Репрессии против Telegram в РФ начались с 2017. Тогда Дуров проявил принципы, отказался идти на уступки Роскомнадзору и назвал действия ведомства
очередным саботажем государственных интересов.
Под предлогом «борьбы с терроризмом» РФ требовала у Дурова выдать ключи шифрования от платформы. Под таким предлогом можно много чего требовать. Еще можно многого требовать под предлогом «защиты детей и борьбы с педофилией». Дуров объяснял, что «выдать ключи шифрования технически невозможно». В 2018 российский суд принял сторону ФСБ и отклонил иск Telegram к ней. Еще один суд разрешил РКН блокировать Telegram. Наступление на свободу слова длилось долго, но завершилось победой мессенджера: он все еще работает в РФ.

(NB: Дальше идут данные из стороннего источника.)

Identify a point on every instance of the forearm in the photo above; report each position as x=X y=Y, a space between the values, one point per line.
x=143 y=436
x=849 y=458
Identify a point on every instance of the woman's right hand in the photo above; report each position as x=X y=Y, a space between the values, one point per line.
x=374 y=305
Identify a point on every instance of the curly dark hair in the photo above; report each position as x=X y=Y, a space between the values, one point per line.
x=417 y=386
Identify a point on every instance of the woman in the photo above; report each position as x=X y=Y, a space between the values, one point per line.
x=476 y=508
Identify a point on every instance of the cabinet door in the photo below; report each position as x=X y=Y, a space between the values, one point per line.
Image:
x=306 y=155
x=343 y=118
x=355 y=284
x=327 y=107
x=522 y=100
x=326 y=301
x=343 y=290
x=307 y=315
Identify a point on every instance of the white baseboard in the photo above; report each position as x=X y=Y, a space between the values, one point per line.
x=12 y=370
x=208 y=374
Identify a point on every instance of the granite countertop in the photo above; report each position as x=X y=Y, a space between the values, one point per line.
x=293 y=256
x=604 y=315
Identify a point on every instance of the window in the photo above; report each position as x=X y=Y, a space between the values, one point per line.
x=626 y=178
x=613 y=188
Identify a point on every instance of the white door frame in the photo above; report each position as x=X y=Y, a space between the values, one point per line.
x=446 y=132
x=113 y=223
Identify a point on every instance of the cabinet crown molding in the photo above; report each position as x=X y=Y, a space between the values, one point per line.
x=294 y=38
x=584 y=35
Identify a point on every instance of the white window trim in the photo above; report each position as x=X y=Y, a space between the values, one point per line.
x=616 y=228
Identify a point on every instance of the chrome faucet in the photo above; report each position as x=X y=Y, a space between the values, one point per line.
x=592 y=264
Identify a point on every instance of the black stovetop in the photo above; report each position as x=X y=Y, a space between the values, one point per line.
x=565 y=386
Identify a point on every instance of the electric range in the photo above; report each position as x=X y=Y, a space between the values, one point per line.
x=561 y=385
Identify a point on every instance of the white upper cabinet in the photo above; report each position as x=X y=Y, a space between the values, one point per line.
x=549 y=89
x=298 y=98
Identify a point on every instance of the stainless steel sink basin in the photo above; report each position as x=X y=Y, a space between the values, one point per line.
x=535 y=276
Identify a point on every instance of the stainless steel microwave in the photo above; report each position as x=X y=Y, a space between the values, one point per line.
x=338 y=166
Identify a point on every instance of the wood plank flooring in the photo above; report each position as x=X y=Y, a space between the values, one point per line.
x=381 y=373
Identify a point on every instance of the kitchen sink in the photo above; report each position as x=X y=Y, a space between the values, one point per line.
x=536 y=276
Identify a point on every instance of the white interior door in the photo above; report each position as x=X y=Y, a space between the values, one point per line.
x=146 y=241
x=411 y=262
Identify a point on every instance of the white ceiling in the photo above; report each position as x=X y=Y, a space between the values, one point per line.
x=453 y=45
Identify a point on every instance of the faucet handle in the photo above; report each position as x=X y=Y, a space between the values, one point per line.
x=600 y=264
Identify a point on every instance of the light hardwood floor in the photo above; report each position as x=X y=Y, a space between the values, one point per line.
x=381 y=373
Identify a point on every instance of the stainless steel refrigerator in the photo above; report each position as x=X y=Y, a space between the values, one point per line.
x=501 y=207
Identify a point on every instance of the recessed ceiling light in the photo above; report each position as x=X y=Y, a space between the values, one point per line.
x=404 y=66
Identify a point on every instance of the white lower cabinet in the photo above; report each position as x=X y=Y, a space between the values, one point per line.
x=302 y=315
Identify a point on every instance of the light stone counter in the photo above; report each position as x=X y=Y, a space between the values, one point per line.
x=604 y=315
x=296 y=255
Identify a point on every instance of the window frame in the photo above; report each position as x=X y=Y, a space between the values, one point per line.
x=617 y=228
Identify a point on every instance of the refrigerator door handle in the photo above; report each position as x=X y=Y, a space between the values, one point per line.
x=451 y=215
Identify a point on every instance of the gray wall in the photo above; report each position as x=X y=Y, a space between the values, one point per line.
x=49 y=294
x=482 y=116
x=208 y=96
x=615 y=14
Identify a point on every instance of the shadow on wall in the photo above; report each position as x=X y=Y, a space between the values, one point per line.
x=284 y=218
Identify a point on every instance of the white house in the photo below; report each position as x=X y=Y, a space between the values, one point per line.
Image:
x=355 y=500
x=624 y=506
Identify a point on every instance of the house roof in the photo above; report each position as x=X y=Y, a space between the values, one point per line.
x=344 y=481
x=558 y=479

Такая же история происходит сейчас с Дуровым во Франции. Местные борцы со свободой слова, арестовавшие Дурова, требует «ключи шифрования». И обвиняют Дурова в потворствовании и «педофилии» и «терроризму» в Telegram.
Люди, отдавшие приказ арестовать Дурова, нарушили Акт о цифровых услугах Евросоюза. По этому документу ответственность за контент несет юридическое лицо Telegram FZ LLC. Но не лично Дуров. Максимум, что по европейским законам грозит Дурову, это штраф для Telegram. Но это если по законам, а не по факту.
Лично я считаю Telegram третьим достижением интернета. Первое это сайты. Второе это оплата через интернет. Третье это телеграм-каналы. Мгновенный доступ к разнообразной информации с возможностью комментирования. Дуров и его команда свершили невероятное, создав и сделав популярным Telegram.
Вариантов у Дурова немного. Либо он идет на уступки, отдает Telegram французскому государству и Telegram превращается в цензурируемую западными правительствами платформу. Либо Дурова передают в РФ в обмен на то, чтобы Дуров отдал Telegram для ФСБ и РКН. В обоих вариантах окончательно исчезнет свобода слова в Telegram.
Либо Дуров держится принципов, сидит мучеником в тюрьме, но не идет на поклон к агентам Матрицы в обоих ее отражениях. Ранее Павел Дуров говорил:
Я думаю, что конфиденциальность, в конечном счете, важнее чем наш страх. Что случится что-то плохое, такое как терроризм. Если мы говорим о конфиденциальности, о свободе слова., у нас есть непреклонные принципы. Мы не открыли ни одного байта данных третьим лицам.